Thinking of doing this next year, anyone done one? It's being hosted if that is the correct term by Peak Audax and is fairly local to me. Only concern is the sleeping bit. Could/should it be attempted without the sleep element? Will have the prep done for the distance , just not sure of the benefit of the time spent trying to get sleep in a strange place.
Any help appreciated,
Gez


----------



## Simpleton (8 Oct 2015)

No need to sleep for a 400 ime. Dig deep and push through.


----------



## Gez73 (8 Oct 2015)

Cheers for that @Simpleton will attempt to do the ride without the sleep element as long as the prep goes to plan. Don't like sleeping in strange or unfamiliar surroundings. Thanks again. Gez


----------



## iggibizzle (8 Oct 2015)

If it's the one that's just come up via Google, is it on 25th July?


----------



## Simpleton (8 Oct 2015)

Gez73 said:


> Cheers for that @Simpleton will attempt to do the ride without the sleep element as long as the prep goes to plan. Don't like sleeping in strange or unfamiliar surroundings. Thanks again. Gez



Contrary to popular belief you don't have to sleep in a bus shelter or a bivvy bag by the side of the road. You can book a hotel and crash for a few hours, sleeping in an actual bed does wonders.


----------



## Gez73 (8 Oct 2015)

iggibizzle said:


> If it's the one that's just come up via Google, is it on 25th July?
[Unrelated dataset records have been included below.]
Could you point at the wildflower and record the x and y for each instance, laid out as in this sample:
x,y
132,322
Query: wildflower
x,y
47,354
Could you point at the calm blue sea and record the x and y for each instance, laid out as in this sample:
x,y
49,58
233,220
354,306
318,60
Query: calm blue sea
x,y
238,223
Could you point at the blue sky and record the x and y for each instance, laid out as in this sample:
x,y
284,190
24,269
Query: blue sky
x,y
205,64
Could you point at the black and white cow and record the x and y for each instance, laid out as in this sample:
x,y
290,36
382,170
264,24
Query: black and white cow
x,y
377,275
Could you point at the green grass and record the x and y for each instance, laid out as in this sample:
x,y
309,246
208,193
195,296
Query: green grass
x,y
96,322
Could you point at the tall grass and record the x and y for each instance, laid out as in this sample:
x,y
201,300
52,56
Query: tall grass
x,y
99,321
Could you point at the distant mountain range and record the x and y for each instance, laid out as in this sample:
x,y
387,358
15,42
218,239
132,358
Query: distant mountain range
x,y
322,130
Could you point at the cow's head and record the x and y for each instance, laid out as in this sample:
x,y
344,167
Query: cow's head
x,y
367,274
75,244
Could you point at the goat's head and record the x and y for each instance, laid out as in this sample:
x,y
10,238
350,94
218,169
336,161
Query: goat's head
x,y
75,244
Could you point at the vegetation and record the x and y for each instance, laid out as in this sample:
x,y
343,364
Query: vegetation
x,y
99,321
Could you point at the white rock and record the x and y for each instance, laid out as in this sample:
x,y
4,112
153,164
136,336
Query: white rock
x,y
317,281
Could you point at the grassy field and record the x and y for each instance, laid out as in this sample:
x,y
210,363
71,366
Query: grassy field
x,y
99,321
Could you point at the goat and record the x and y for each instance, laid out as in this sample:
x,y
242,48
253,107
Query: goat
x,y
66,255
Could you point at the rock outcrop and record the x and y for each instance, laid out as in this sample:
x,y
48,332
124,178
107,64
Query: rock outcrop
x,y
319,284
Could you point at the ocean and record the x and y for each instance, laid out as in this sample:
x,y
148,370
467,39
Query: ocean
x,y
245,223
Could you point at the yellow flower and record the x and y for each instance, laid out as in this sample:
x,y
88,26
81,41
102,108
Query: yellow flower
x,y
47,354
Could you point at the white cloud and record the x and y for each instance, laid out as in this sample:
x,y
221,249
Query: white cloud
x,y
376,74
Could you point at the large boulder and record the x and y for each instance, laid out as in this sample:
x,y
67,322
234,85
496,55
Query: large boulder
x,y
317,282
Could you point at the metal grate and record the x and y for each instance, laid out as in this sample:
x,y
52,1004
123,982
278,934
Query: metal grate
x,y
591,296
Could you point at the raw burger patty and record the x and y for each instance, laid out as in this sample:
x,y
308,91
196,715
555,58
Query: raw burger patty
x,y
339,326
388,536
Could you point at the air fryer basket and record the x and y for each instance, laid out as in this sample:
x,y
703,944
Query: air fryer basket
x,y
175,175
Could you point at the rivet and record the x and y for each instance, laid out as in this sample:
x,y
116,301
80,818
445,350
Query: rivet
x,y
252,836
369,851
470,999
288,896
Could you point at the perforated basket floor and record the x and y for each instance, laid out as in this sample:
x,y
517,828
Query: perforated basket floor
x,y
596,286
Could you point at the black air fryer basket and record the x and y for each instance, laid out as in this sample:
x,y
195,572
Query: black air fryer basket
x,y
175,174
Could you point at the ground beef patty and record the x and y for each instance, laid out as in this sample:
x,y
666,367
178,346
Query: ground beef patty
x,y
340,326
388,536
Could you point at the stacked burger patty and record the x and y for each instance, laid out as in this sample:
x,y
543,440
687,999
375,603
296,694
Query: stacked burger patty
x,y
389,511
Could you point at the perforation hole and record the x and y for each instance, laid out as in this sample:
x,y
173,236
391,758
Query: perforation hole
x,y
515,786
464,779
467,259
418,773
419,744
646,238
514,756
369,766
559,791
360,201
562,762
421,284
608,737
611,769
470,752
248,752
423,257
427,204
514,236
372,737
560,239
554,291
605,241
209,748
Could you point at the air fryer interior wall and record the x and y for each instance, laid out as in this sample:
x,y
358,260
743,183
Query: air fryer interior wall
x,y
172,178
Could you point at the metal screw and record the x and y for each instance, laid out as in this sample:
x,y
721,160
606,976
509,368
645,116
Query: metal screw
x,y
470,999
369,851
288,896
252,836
http://www.aukweb.net/events/detail/16-2/
That is the link if it works.
Biggest distance for me but will be ready. Was unsure about the sleep element. I probably wouldn't sleep well anyway. Gez


----------



## iggibizzle (8 Oct 2015)

If it was couple months earlier I'd do it. I'm doing the 1000 at start of July!!


----------



## iggibizzle (8 Oct 2015)

Could do with a 400km warmup  never done anything like it before


----------